A person leaves a flower at a makeshift memorial at the scene where a Muslim family was killed in what police describe as a hate-motivated attack, at the London Muslim Mosque in London, Ontario on Saturday. — Reuters
A person leaves a flower at a makeshift memorial at the scene where a Muslim family was killed in what police describe as a hate-motivated attack, at the London Muslim Mosque in London, Ontario on Saturday. — Reuters

The attack has badly shaken the Muslim community and other Canadians as well.

Numerous vigils and solemn commemorations have taken place across Canada in recent days.

On Friday, several thousand people joined in an ecumenical walk through the streets of London, which is home to some 30,000 Muslims.

Many bore posters reading “We are all human” or “Hate kills.”

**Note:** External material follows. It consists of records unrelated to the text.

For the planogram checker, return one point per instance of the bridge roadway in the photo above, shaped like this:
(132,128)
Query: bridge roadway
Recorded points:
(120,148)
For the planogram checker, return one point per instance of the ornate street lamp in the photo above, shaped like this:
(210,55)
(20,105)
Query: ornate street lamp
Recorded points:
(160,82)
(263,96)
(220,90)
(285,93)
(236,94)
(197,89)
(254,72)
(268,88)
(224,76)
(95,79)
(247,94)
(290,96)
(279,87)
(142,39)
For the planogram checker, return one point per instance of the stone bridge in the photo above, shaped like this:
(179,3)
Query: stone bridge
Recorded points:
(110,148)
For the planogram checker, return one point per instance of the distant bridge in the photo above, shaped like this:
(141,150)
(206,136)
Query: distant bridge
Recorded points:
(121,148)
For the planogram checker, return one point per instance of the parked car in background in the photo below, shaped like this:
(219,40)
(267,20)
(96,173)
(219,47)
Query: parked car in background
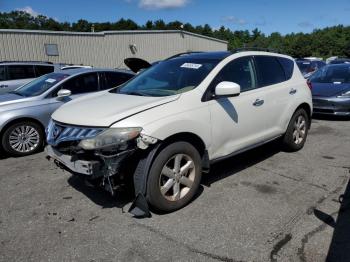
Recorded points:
(15,74)
(25,112)
(168,123)
(331,90)
(308,67)
(340,61)
(74,67)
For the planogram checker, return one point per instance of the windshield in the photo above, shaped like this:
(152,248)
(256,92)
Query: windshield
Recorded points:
(169,77)
(332,74)
(40,85)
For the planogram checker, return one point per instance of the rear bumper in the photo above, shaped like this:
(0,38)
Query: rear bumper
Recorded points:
(331,106)
(88,168)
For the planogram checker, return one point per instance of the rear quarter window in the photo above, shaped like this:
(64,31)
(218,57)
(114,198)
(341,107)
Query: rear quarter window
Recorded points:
(2,73)
(43,70)
(270,70)
(288,66)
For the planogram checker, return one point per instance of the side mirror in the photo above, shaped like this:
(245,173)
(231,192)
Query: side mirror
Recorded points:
(226,88)
(63,93)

People also paid homage on Friday in Quebec City, where a January 2017 mosque shooting claimed six lives.

The latest attack has fuelled debate about the prevalence of Islamophobia in Canada and, within the Muslim community heightened fears that outward signs of religious affiliation can make a person a target.

In an interview with the CBC network, Prime Minister Imran Khan said the attack had shocked people across Pakistan.

He called on the international community to take action against “hate websites which create hatred amongst human beings”.

“Some international leaders, or leaders in the Western countries, actually don't understand this phenomenon,” he added in excerpts of the interview released ahead of its broadcast on Sunday.

Twenty-year-old Nathaniel Veltman, who has no criminal record and no known link to any extremist group, has been charged in the attack with four counts of first-degree murder and one of attempted murder.

Police say the attack was planned and motivated by hatred, and have not ruled out adding terrorism-related charges.

Trudeau has promised to step up the fight against extremist groups.

Following the attack, Canadian deputies adopted a non-binding resolution, introduced by the left-leaning New Democratic Party, calling for a national summit on Islamophobia this summer — as many Canadian Muslim organisations have demanded.